The Advisory Committee on Novel Foods and Processes (ACNFP) is holding an open meeting on Wednesday 13 November 2002. The ACNFP advises the Food Standards Agency (FSA) on any matters relating to novel foods (including GM foods) and novel processes.
Among the issues to be discussed at the meeting are the implications of the recently completed FSA research on horizontal gene transfer for the way in which the safety of GM foods is assessed. Whilst the research showed that GM DNA can transfer to bacteria in the human gut, the FSA said, "it is extremely unlikely that genes from genetically modified (GM) food can end up in bacteria in the gut of people who eat them", and that "the findings had been assessed by several Government experts who had ruled that humans were not at risk".

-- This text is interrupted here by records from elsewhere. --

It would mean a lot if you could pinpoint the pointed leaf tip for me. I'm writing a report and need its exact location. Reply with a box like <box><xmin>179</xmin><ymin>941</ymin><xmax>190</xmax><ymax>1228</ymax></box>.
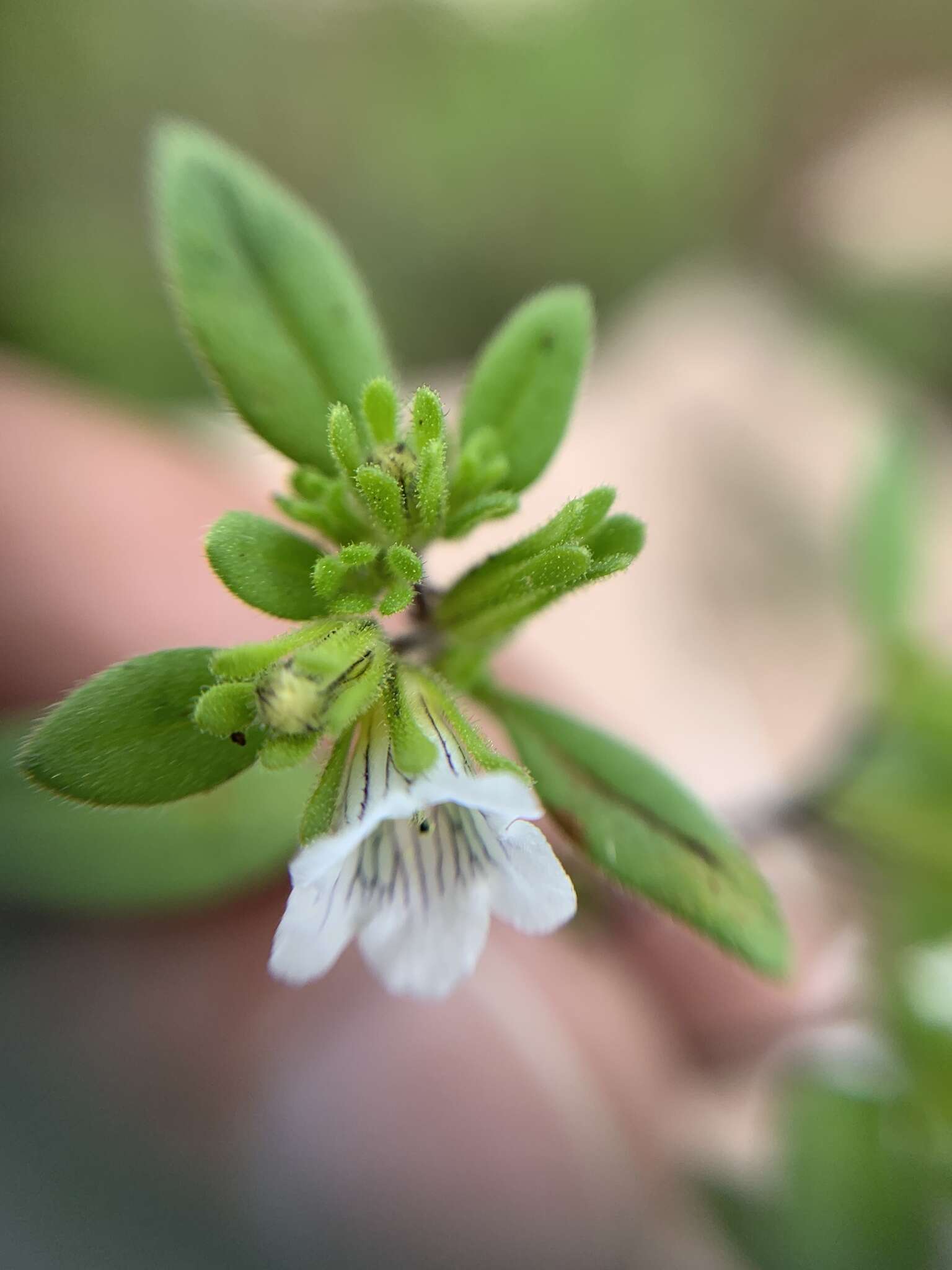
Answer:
<box><xmin>154</xmin><ymin>122</ymin><xmax>389</xmax><ymax>473</ymax></box>
<box><xmin>461</xmin><ymin>286</ymin><xmax>594</xmax><ymax>492</ymax></box>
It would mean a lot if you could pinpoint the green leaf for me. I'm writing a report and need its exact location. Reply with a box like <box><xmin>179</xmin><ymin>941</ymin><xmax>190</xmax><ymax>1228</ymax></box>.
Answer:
<box><xmin>850</xmin><ymin>423</ymin><xmax>918</xmax><ymax>639</ymax></box>
<box><xmin>356</xmin><ymin>464</ymin><xmax>406</xmax><ymax>538</ymax></box>
<box><xmin>205</xmin><ymin>512</ymin><xmax>326</xmax><ymax>623</ymax></box>
<box><xmin>19</xmin><ymin>647</ymin><xmax>262</xmax><ymax>806</ymax></box>
<box><xmin>155</xmin><ymin>123</ymin><xmax>389</xmax><ymax>471</ymax></box>
<box><xmin>212</xmin><ymin>621</ymin><xmax>340</xmax><ymax>680</ymax></box>
<box><xmin>363</xmin><ymin>378</ymin><xmax>400</xmax><ymax>446</ymax></box>
<box><xmin>459</xmin><ymin>287</ymin><xmax>593</xmax><ymax>491</ymax></box>
<box><xmin>0</xmin><ymin>722</ymin><xmax>314</xmax><ymax>912</ymax></box>
<box><xmin>478</xmin><ymin>686</ymin><xmax>788</xmax><ymax>975</ymax></box>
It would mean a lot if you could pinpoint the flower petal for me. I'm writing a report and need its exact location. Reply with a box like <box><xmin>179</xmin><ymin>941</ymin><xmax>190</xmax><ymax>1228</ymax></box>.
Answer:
<box><xmin>268</xmin><ymin>857</ymin><xmax>363</xmax><ymax>984</ymax></box>
<box><xmin>358</xmin><ymin>881</ymin><xmax>488</xmax><ymax>997</ymax></box>
<box><xmin>490</xmin><ymin>820</ymin><xmax>578</xmax><ymax>935</ymax></box>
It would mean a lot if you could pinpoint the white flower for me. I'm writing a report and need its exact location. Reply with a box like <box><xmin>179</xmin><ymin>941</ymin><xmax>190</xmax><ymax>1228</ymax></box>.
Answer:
<box><xmin>269</xmin><ymin>701</ymin><xmax>576</xmax><ymax>997</ymax></box>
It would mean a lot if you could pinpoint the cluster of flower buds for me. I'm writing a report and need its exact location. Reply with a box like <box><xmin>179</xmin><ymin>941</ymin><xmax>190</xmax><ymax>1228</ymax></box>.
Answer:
<box><xmin>265</xmin><ymin>378</ymin><xmax>518</xmax><ymax>616</ymax></box>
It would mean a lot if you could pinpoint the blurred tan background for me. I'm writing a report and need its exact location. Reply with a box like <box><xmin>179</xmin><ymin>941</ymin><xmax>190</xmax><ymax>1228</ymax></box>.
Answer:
<box><xmin>0</xmin><ymin>0</ymin><xmax>952</xmax><ymax>1270</ymax></box>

Dr. Mae-Wan Ho, Director of I-SIS, had critiqued the FSA research (see 'Stacking the Odds against Finding It', Science in Society 16, Autumn 2002), detailing how the experiment was designed to bias against positive findings. The implications are that the actual transfer of GM DNA could be much more extensive than indicated.
Some of the questions raised by the critique, which I-SIS has also submitted in advance of the ACNFP meeting are:
1. Why were the transgenic soya samples so poorly characterised in terms of GM content, structure of transgenic insert(s), states of degradation, etc.?

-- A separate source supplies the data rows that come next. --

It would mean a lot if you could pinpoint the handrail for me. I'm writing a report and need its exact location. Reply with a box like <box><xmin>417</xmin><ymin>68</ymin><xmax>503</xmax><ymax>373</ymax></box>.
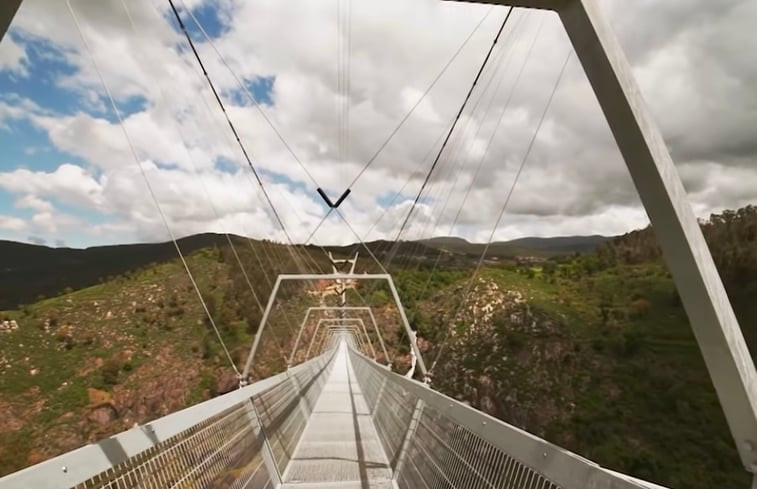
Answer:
<box><xmin>349</xmin><ymin>348</ymin><xmax>660</xmax><ymax>489</ymax></box>
<box><xmin>0</xmin><ymin>351</ymin><xmax>334</xmax><ymax>489</ymax></box>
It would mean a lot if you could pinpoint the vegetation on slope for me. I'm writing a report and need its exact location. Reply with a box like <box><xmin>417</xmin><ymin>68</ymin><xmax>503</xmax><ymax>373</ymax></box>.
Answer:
<box><xmin>0</xmin><ymin>207</ymin><xmax>757</xmax><ymax>487</ymax></box>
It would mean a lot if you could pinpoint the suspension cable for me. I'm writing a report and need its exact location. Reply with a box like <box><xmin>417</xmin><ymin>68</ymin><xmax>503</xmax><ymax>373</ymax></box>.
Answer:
<box><xmin>66</xmin><ymin>0</ymin><xmax>241</xmax><ymax>377</ymax></box>
<box><xmin>421</xmin><ymin>14</ymin><xmax>544</xmax><ymax>295</ymax></box>
<box><xmin>298</xmin><ymin>7</ymin><xmax>494</xmax><ymax>248</ymax></box>
<box><xmin>389</xmin><ymin>7</ymin><xmax>514</xmax><ymax>263</ymax></box>
<box><xmin>429</xmin><ymin>49</ymin><xmax>573</xmax><ymax>372</ymax></box>
<box><xmin>168</xmin><ymin>0</ymin><xmax>292</xmax><ymax>252</ymax></box>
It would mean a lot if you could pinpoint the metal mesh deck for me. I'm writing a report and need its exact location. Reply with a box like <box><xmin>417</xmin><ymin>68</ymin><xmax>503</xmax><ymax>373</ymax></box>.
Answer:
<box><xmin>283</xmin><ymin>346</ymin><xmax>392</xmax><ymax>489</ymax></box>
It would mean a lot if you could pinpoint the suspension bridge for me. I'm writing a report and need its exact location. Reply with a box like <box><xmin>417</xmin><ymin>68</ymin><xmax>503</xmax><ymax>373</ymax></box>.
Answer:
<box><xmin>0</xmin><ymin>0</ymin><xmax>757</xmax><ymax>489</ymax></box>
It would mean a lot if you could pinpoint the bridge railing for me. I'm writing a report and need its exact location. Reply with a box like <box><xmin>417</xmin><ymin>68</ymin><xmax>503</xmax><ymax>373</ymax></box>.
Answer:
<box><xmin>0</xmin><ymin>351</ymin><xmax>333</xmax><ymax>489</ymax></box>
<box><xmin>350</xmin><ymin>349</ymin><xmax>660</xmax><ymax>489</ymax></box>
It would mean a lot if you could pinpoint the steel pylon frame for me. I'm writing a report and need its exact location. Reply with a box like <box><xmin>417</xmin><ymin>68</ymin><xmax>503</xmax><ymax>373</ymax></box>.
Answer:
<box><xmin>0</xmin><ymin>0</ymin><xmax>757</xmax><ymax>473</ymax></box>
<box><xmin>241</xmin><ymin>273</ymin><xmax>428</xmax><ymax>382</ymax></box>
<box><xmin>447</xmin><ymin>0</ymin><xmax>757</xmax><ymax>474</ymax></box>
<box><xmin>288</xmin><ymin>306</ymin><xmax>391</xmax><ymax>366</ymax></box>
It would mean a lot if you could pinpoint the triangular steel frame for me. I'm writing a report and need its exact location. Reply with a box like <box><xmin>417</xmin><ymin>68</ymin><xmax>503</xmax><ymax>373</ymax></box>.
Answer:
<box><xmin>451</xmin><ymin>0</ymin><xmax>757</xmax><ymax>473</ymax></box>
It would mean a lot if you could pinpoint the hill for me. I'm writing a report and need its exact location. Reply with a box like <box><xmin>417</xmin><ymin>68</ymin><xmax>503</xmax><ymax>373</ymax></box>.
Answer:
<box><xmin>0</xmin><ymin>207</ymin><xmax>757</xmax><ymax>488</ymax></box>
<box><xmin>0</xmin><ymin>233</ymin><xmax>235</xmax><ymax>309</ymax></box>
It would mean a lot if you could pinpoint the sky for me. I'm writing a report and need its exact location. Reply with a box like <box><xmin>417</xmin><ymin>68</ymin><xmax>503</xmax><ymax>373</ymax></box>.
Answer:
<box><xmin>0</xmin><ymin>0</ymin><xmax>757</xmax><ymax>247</ymax></box>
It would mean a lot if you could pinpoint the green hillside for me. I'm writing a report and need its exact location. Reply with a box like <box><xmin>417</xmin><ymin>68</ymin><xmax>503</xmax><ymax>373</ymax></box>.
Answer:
<box><xmin>0</xmin><ymin>207</ymin><xmax>757</xmax><ymax>488</ymax></box>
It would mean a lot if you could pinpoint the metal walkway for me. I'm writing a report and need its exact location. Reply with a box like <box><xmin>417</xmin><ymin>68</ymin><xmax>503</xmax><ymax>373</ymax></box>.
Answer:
<box><xmin>283</xmin><ymin>343</ymin><xmax>393</xmax><ymax>489</ymax></box>
<box><xmin>0</xmin><ymin>338</ymin><xmax>659</xmax><ymax>489</ymax></box>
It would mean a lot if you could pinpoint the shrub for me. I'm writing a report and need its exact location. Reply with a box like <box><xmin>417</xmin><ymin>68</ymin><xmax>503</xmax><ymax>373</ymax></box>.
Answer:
<box><xmin>631</xmin><ymin>298</ymin><xmax>652</xmax><ymax>318</ymax></box>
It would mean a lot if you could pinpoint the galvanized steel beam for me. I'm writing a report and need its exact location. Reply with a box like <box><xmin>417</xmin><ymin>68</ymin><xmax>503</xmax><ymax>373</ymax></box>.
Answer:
<box><xmin>448</xmin><ymin>0</ymin><xmax>757</xmax><ymax>473</ymax></box>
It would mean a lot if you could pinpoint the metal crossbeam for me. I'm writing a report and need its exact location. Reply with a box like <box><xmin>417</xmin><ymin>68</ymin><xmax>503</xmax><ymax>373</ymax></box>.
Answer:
<box><xmin>242</xmin><ymin>273</ymin><xmax>428</xmax><ymax>381</ymax></box>
<box><xmin>289</xmin><ymin>306</ymin><xmax>391</xmax><ymax>365</ymax></box>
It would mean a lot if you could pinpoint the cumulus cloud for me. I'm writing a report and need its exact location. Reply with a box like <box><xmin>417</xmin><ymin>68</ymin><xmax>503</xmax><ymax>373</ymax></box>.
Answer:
<box><xmin>0</xmin><ymin>36</ymin><xmax>29</xmax><ymax>76</ymax></box>
<box><xmin>0</xmin><ymin>0</ymin><xmax>757</xmax><ymax>243</ymax></box>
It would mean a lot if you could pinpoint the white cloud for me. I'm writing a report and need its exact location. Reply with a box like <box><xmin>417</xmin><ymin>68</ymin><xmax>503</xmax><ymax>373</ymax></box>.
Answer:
<box><xmin>0</xmin><ymin>36</ymin><xmax>29</xmax><ymax>76</ymax></box>
<box><xmin>0</xmin><ymin>0</ymin><xmax>757</xmax><ymax>246</ymax></box>
<box><xmin>0</xmin><ymin>215</ymin><xmax>27</xmax><ymax>231</ymax></box>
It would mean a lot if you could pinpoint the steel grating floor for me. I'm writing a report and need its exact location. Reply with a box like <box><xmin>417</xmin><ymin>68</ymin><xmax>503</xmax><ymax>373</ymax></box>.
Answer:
<box><xmin>283</xmin><ymin>345</ymin><xmax>394</xmax><ymax>489</ymax></box>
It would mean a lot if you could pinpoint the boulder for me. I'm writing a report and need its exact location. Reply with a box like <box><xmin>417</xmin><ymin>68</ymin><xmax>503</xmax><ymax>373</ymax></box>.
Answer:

2. Why was only one meal administered and monitored?
3. Why was only one small fragment of the entire insert subject to PCR amplification, knowing that this would drastically underestimate the presence of transgenic DNA?
4. Why did the researchers make what they know to be unjustified assumption that transgenic DNA was absent in negative samples?
5. Why did the researchers not monitor for transgenic DNA in blood and blood cells, when they are fully aware of previous research in mice showing that transgenic DNA can indeed get into the blood, and from there to other cells of the body?
6. Why was such a bad piece of research accepted by the FSA, and worse, misinterpreted to indicate that GM foods are acceptable, when all the indications are that the extent of horizontal transfer of transgenic DNA is most likely to be much more extensive than the data indicate?
This latest finding is the last piece of damning evidence that horizontal transfer of GM DNA can indeed happen, has already been happening, and cannot be controlled if GM crops continue to be released to the environment.
Further questions on horizontal gene transfer that I-SIS has submitted to the ACNFP centre around Agrobacterium tumefaciens, the soil bacterium that causes crown gall disease, and which has been developed as a major gene transfer vector for making transgenic plants. I-SIS has challenged the ACNFP to consider the possibility that Agrobacterium tumefaciens could be a vector for gene escape.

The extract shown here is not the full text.